'The Afterlight' Screening and In-Conversation Session

This new film only exists as a single 35mm print, which deteriorates at each and every screening until it will completely fade away.
Sarah Ward
August 15, 2022

Overview

Thanks to the huge array of streaming services available at the mere press of a button, as well as the seemingly non-stop array of new movies hitting them each and every month, it's easy to forget that films don't always last forever. The very medium of 35mm film itself doesn't, in fact — it deteriorates, which is why restored and remastered versions of old classics, and shiny 4K digital transfers, are such a big deal in cinephile circles.

Here's a movie that won't ever grace a DVD, a streaming queue or even get digitised, however: The Afterlight by Fear Itself and Beyond Clueless filmmaker Charlie Shackleton. It's 100-percent designed to only screen on 35mm, and only exists as one single print. And, that means that it degrades every time it's shown, and will one day fade away to the point it can no longer be played.
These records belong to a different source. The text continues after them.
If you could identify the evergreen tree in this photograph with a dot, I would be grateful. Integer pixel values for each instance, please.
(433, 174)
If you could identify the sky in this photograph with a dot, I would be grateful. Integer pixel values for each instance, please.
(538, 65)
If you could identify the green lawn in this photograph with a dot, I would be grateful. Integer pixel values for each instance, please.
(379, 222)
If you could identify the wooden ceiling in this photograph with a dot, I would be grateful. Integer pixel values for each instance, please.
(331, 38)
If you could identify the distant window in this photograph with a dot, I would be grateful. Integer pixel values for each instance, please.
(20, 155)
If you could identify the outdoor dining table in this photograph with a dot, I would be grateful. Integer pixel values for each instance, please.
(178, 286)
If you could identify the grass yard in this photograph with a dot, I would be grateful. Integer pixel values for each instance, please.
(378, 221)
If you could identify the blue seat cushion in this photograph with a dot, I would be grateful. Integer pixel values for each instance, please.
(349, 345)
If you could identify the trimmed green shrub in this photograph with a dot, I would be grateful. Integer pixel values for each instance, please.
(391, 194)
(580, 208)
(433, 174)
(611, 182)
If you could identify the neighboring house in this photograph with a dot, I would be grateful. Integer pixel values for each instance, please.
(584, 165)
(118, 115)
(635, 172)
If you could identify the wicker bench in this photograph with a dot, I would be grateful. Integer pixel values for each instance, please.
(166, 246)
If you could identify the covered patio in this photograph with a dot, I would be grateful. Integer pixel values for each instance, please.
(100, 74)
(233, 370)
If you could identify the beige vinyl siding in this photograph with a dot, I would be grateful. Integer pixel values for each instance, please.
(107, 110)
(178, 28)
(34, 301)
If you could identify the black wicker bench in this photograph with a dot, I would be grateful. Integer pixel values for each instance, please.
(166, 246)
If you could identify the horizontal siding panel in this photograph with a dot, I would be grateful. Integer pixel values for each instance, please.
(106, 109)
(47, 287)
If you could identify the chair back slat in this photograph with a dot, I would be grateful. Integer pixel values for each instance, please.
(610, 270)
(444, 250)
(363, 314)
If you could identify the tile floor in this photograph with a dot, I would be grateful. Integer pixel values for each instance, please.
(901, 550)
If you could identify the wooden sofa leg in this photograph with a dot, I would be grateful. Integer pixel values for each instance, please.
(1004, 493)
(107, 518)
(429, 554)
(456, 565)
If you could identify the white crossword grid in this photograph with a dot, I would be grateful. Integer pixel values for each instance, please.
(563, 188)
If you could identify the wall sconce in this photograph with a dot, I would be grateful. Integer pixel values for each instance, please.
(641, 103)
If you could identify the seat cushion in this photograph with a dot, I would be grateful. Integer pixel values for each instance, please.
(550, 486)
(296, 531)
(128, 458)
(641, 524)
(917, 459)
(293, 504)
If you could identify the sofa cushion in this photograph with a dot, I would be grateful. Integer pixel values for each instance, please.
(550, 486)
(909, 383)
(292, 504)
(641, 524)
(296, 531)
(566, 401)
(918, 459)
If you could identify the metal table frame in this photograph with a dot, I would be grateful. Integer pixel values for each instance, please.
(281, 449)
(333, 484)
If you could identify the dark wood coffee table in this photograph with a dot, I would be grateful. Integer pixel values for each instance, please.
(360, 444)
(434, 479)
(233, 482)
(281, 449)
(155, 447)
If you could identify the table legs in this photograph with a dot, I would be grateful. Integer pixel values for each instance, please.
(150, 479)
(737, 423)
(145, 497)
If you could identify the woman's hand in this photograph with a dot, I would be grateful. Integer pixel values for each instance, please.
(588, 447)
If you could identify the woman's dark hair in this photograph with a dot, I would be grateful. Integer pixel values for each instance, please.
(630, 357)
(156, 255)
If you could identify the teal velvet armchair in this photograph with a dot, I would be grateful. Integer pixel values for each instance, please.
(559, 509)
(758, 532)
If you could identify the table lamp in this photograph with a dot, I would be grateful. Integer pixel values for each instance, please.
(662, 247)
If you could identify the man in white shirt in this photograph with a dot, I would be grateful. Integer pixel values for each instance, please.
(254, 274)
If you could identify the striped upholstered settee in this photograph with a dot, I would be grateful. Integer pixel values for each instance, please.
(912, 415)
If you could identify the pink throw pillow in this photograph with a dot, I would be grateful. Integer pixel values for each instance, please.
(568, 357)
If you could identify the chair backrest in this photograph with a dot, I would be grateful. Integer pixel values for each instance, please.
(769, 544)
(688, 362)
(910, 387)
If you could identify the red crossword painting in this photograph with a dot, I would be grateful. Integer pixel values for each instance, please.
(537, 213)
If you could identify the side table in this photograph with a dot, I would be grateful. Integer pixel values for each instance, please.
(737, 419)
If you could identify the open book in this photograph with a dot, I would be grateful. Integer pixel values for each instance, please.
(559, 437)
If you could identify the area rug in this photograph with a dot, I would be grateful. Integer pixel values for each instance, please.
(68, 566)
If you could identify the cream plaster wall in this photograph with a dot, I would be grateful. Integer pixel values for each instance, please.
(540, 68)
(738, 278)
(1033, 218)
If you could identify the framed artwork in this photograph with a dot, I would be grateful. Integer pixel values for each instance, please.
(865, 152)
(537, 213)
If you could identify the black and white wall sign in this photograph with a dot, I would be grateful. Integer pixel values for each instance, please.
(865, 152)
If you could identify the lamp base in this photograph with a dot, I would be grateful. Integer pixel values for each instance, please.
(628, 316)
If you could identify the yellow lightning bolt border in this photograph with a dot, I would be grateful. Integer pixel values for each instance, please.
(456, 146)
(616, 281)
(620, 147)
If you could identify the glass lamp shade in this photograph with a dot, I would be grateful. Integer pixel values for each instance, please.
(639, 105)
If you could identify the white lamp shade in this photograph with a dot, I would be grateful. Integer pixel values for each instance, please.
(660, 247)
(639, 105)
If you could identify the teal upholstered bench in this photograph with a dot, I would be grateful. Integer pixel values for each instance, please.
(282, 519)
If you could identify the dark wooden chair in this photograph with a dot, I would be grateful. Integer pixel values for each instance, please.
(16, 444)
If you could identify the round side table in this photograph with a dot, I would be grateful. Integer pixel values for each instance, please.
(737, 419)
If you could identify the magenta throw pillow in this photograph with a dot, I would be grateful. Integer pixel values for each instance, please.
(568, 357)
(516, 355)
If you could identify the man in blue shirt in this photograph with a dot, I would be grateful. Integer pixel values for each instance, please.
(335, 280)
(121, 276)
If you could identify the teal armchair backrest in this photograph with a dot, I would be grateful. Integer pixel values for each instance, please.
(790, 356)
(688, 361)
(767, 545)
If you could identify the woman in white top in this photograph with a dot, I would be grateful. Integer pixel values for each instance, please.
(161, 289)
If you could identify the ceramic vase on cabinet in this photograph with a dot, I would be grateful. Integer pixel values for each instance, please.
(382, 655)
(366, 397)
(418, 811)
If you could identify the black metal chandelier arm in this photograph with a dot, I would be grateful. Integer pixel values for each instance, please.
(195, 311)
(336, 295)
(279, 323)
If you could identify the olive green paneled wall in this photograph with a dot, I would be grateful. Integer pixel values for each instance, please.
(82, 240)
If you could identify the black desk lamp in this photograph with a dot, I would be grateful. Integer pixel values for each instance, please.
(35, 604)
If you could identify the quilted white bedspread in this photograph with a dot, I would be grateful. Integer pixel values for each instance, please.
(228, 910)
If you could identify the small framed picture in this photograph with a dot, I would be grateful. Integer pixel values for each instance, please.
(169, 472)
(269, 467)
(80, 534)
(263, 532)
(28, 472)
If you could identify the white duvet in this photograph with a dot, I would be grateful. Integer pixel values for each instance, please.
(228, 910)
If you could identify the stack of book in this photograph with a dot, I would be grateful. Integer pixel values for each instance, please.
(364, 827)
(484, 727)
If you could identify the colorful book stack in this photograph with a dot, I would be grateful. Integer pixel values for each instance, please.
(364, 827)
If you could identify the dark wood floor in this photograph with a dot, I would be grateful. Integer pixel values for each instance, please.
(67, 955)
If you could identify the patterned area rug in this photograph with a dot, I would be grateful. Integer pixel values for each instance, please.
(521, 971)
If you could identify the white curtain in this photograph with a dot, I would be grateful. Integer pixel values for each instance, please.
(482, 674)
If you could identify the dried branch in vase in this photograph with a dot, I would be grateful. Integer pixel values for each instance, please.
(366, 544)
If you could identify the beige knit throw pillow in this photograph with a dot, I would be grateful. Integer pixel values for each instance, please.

Accordingly, getting to see The Afterlight isn't an ordinary trip to the cinema. It's a rare one-off and a true once-in-a-lifetime experience. It's also what's on offer at the Gallery of Modern Art's Australian Cinematheque, for free, for one night only from 6.30pm on Thursday, August 18.

Arriving in Brisbane fresh from playing MIFF, the film will screen just once, with Shackleton in attendance for an in-conversation session afterwards.

And if you're wondering what The Afterlight is actually about, it's a cinematic collage featuring clips of actors who are now dead but will always live on on celluloid — although not on this strip of celluloid once it disappears.